What data structure should I use for these operations? - algorithm

I need a data structure that that stores a subset—call it S—of {1, . . . , n} (n given initially)
and supports just these operations:
• Initially: n is given, S = {1, . . . , n} at the beginning.
• delete(i): Delete i from S. If i isn't in S already, no effect.
• pred(i): Return the predecessor in S of i. This means max{j ∈ S | j < i}, the greatest element in S
that is strictly less than i. If there is none, return 0. The parameter i is guaranteed to be in {1, . . . , n},
but may or may not be in S.
For example, if n = 7 and S = {1, 3, 6, 7}, then pred(1) returns 0, pred(2) and pred(3) return 1.
I need to figure out:
a data structure that represents S
an algorithm for initialization (O(n) time)
an algorithm for delete (O(α(n)) amortized time)
an algorithm for pred (O(α(n)) amortized time)
Would appreciate any help (I don't need code - just the algorithms).

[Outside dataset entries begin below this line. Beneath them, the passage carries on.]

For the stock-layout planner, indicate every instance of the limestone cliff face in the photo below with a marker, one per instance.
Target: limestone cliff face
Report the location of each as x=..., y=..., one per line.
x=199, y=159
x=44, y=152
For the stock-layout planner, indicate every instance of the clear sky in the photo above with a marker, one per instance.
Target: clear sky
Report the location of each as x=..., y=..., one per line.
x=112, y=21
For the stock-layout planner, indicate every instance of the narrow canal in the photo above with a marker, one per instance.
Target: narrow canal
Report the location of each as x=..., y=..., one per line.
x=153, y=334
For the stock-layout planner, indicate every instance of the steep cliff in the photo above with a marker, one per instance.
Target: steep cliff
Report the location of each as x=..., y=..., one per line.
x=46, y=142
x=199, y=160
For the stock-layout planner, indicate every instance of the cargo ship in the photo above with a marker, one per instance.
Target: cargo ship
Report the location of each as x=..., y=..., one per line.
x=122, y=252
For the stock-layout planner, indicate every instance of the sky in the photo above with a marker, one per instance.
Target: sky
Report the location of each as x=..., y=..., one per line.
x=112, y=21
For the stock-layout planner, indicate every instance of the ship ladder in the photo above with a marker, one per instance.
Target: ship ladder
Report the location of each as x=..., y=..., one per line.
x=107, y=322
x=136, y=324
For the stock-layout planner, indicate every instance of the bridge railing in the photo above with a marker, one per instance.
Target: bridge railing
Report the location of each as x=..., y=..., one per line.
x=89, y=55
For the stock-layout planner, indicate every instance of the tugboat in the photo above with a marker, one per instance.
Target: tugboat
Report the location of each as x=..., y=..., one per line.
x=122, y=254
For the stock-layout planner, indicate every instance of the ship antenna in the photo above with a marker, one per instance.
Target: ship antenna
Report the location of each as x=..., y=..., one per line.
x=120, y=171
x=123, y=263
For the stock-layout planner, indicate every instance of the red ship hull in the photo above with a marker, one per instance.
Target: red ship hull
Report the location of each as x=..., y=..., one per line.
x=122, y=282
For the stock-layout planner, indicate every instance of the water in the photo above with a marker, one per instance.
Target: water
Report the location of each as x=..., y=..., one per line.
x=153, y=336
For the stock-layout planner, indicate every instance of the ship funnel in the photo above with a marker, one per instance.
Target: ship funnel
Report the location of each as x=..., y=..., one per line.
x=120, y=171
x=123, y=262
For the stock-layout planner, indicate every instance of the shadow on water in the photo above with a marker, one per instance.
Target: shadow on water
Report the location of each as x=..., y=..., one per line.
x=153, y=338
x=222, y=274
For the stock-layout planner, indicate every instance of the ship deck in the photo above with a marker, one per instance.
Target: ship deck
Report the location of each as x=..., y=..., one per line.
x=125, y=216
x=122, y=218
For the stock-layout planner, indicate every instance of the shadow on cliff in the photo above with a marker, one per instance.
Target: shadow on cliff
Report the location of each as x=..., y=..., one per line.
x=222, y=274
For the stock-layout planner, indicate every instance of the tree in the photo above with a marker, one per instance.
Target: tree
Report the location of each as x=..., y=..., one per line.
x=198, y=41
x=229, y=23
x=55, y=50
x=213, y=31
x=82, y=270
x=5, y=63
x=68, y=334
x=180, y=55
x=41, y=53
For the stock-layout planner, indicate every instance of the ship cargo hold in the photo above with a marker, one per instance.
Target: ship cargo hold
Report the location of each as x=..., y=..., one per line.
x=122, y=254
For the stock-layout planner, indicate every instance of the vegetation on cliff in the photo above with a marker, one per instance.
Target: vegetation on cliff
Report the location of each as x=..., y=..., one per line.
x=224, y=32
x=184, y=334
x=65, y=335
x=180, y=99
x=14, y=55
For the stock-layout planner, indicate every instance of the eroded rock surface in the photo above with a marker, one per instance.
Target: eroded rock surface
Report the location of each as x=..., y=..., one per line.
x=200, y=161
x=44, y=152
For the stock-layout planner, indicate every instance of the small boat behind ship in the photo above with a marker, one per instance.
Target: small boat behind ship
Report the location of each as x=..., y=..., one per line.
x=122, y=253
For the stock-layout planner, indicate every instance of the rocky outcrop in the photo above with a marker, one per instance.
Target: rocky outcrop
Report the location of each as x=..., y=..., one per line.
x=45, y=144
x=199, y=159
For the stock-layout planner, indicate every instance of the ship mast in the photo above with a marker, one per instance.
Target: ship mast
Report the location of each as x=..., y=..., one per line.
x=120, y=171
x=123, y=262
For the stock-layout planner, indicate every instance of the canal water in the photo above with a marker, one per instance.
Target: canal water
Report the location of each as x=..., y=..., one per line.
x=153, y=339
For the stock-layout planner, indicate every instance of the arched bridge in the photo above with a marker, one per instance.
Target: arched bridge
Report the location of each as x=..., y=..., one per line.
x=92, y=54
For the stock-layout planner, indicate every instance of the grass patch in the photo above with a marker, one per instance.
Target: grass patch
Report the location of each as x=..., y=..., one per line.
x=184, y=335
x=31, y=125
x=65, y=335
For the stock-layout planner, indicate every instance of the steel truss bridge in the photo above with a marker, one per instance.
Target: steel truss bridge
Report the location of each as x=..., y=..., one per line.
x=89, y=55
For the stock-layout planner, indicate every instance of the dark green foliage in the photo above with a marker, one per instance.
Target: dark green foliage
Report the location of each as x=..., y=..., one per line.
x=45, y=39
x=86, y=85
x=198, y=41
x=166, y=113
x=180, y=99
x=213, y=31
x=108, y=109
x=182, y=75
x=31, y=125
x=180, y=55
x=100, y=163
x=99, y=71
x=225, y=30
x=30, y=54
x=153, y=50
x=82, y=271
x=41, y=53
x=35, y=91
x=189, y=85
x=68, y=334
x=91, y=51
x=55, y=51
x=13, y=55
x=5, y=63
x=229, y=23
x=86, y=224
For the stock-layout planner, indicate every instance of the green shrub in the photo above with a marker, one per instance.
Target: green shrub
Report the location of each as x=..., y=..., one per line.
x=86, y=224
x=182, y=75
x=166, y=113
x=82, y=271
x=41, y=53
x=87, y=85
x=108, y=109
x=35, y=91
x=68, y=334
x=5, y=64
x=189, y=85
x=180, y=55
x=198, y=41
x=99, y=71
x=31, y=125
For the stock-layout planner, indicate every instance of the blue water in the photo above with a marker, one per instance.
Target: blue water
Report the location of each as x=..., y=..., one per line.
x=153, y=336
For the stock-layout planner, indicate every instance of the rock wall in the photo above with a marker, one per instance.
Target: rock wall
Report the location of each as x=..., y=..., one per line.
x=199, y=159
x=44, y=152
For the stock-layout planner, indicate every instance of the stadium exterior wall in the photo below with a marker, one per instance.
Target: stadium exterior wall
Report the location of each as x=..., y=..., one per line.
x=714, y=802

You can use Disjoint-set data structure.
Let's represent our subset as disjoint-set. Each element of the disjoint-set is an element of the subset i (including always present zero) unioned with all absent elements in the set that is greater than i and less than next set element.
Example:
n = 10
s = [1, 4, 7, 8], disjoint-set = [{0}, {1,2,3}, {4,5,6}, {7}, {8, 9, 10}]
s = [3, 5, 6, 10], disjoint-set = [{0, 1, 2}, {3, 4}, {5}, {6, 7, 8, 9}, {10}]
Initially, we have a full set that is represented by n+1 disjoint-set elements (with zero included). Usually, every disjoint-set element is a rooted tree, and we can store the leftmost number in the element for every tree root.
Let's leftmost(i) is a leftmost value of a disjoint-set element that contains i.
leftmost(i) operation is similar to Find operation of a disjoint-set. We just go from i to the root of the element and return the leftmost number stored for the root. Complexity: O(α(n))
We can check if i is in the subset comparing i with leftmost(i). If they are equal (and i > 0) then i is in the subset.
pred(i) will be equal to leftmost(i) if i is not in the subset, and equal to leftmost(i-1) if i is in the subset. Complexity: O(α(n))
On every delete(i) operation we check if i is in the subset at first. If i is in the subset we should union an element containing i with the left neighbor element (this is the element that contains i-1). This operation is similar to Union operation of a disjoint-set. The leftmost number of resulting tree will be equal to leftmost(i-1). Complexity: O(α(n))
Edit: I've just noticed "strictly less than i" in the question, changed description a bit.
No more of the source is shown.